Too few people coming into riding take into consideration how important muscle tone is in horse riding. Many people get the idea that because the rider is sitting down and the horse is doing all the work, Newtons force of motion and gravity don't apply but they do, and the rider's body has to be fit and tuned to counteract the forces involved.
If I were to be starting out again in riding, I would visit early on a sports physiotherapist for a complete survey of my skeletal structure and muscle tone. I would expect that the physio would outline an individual exercise programme for me. I already know the Pilates exercises work on the centre core, the balance and the stretching of muscles and tendons. As a minimum two sessions of Pilates a week must help the aspiring rider.
Personally I was lucky the sports I had done previously (scuba, swimming & rowing) work on many of the muscle groups used in riding, although my Pilates instructor occasionally nags at me for using the wrong muscles and for breathing in when I should be breathing out.
Relaxation is also important and reading up on Dr Alexander's techniques can help the rider to learn how to relax.
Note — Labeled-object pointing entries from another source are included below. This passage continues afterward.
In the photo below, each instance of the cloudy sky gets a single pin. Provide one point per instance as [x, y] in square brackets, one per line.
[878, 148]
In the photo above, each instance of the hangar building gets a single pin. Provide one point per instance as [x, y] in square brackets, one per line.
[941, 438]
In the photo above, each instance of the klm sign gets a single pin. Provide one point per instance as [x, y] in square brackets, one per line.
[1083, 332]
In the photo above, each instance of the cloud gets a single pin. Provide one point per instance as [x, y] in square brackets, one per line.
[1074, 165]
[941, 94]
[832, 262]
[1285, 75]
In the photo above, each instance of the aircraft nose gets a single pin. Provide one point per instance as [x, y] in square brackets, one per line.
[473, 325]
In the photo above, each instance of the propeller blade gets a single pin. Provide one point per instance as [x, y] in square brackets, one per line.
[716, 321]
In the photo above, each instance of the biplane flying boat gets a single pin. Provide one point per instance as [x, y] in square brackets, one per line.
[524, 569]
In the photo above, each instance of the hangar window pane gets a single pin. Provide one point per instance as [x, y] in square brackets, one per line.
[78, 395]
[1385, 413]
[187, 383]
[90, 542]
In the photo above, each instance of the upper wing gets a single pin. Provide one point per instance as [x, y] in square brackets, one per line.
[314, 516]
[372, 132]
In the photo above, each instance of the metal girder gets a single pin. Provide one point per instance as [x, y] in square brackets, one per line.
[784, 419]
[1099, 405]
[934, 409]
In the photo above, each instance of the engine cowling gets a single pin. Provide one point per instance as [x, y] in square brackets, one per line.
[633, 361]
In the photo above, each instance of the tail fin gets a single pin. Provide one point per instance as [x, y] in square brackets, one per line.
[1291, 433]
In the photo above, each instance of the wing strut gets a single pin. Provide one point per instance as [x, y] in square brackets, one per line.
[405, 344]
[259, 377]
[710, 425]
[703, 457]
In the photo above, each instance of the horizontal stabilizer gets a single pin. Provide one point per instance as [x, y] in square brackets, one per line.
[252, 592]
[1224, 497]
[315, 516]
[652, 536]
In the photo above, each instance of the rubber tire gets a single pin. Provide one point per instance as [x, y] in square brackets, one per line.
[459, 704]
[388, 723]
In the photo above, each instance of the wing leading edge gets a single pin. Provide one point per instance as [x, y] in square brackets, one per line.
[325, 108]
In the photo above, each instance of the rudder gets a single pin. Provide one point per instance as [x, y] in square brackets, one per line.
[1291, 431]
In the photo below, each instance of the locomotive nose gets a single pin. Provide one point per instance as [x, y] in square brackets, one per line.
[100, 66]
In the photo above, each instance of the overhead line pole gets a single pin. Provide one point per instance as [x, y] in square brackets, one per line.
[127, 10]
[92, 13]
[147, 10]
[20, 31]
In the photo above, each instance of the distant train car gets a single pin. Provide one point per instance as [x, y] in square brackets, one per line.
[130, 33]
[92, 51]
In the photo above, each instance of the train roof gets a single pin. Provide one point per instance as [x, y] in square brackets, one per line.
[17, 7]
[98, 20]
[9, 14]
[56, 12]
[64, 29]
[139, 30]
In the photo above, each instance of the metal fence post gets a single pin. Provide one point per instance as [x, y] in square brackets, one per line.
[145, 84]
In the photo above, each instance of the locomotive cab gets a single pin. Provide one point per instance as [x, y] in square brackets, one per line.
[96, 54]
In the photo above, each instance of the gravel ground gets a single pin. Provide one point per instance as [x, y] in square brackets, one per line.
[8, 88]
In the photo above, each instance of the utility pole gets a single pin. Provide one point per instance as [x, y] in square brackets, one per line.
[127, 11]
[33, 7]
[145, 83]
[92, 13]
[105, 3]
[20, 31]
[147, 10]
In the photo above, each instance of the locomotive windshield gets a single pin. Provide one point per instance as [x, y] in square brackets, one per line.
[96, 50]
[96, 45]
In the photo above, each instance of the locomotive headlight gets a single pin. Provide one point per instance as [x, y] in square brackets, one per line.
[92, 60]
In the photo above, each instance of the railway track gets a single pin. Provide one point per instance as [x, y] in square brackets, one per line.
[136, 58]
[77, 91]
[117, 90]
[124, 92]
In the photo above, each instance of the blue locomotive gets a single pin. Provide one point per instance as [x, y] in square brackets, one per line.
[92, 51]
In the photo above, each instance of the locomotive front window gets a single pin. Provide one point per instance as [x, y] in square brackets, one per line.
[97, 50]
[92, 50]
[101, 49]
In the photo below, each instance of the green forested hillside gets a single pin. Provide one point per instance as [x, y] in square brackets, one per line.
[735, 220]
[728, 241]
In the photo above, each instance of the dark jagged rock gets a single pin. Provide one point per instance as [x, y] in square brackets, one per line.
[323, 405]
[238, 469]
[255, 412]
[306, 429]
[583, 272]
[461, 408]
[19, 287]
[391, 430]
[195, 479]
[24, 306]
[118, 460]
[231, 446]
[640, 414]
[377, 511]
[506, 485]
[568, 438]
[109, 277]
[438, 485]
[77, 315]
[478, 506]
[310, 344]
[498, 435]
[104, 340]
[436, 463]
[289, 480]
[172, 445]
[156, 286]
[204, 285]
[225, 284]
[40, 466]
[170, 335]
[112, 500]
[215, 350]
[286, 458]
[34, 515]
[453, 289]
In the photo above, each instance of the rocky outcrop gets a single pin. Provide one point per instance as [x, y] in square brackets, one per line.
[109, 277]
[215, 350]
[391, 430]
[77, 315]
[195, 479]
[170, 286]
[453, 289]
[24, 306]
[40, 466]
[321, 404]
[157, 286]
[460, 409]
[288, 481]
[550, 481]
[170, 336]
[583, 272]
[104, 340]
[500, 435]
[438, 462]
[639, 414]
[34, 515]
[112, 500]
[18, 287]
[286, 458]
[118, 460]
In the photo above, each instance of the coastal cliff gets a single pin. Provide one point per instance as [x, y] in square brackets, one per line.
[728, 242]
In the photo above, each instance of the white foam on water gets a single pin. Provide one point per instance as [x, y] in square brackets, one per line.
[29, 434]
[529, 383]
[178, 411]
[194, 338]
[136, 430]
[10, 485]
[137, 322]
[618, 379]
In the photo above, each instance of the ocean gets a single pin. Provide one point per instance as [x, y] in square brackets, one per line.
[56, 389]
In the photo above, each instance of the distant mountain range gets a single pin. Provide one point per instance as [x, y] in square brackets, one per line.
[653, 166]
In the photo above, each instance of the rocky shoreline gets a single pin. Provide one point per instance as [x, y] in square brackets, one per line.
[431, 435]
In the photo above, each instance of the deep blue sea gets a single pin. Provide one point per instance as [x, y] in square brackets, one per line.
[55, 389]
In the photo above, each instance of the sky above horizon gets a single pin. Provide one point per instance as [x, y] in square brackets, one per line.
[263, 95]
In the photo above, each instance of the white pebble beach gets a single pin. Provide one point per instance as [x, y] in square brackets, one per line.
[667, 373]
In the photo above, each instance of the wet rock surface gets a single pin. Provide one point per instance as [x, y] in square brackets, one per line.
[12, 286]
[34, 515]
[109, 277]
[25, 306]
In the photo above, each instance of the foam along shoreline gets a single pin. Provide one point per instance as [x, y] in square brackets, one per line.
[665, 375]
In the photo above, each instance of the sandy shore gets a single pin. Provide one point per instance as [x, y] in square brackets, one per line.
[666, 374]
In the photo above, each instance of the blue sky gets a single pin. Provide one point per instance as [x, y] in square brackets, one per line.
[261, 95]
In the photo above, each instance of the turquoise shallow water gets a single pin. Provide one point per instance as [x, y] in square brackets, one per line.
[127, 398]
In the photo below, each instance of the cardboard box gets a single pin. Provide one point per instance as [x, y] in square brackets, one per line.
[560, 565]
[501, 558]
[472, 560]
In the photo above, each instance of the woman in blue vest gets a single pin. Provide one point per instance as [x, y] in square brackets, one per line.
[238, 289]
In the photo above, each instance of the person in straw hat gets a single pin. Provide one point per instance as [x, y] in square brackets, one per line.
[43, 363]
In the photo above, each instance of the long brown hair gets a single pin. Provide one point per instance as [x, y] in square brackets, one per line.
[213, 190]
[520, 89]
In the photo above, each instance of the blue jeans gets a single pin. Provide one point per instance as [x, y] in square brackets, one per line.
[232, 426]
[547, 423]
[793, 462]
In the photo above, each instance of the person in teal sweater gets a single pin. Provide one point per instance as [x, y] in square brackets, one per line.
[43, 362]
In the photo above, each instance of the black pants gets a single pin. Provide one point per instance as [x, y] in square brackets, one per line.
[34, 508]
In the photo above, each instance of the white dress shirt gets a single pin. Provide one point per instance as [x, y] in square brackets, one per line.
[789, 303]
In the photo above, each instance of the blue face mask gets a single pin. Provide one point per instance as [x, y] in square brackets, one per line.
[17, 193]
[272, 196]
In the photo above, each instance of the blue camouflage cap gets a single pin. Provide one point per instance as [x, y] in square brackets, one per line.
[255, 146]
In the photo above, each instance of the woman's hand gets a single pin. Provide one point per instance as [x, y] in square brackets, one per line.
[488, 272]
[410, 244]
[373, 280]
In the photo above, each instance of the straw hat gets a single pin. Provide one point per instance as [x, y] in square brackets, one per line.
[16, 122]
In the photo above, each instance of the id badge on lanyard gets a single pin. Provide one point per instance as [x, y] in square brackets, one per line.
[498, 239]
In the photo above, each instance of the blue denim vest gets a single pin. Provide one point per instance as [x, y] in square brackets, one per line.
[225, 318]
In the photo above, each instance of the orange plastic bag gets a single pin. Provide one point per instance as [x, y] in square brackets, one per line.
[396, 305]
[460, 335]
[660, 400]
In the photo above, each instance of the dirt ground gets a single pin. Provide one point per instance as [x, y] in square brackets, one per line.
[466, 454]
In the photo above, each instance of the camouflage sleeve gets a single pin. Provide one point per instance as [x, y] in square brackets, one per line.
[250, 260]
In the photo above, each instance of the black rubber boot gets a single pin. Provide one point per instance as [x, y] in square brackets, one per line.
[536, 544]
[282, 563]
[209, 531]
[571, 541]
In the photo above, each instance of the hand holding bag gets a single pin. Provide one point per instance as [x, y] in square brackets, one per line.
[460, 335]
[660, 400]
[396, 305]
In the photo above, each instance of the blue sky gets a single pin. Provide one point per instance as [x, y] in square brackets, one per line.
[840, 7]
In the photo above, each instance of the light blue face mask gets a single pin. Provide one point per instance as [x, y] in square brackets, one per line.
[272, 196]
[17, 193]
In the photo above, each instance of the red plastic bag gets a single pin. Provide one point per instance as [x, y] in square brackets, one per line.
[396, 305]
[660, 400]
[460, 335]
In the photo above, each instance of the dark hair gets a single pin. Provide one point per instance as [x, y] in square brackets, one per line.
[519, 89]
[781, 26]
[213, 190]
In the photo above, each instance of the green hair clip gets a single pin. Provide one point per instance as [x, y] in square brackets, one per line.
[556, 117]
Of course it all depends on how far one wants to go in this hobby of riding. However to sit a horse in the correct posture for a couple of hours for a hack calls for a degree of physical fitness, make no mistake.
It comes as a disappointment for me personally to look at professional male riders who always seem to be short, thin, wiry, chaps and I am none of those things. Which is probably one reason why noone would ever call me a stylish rider.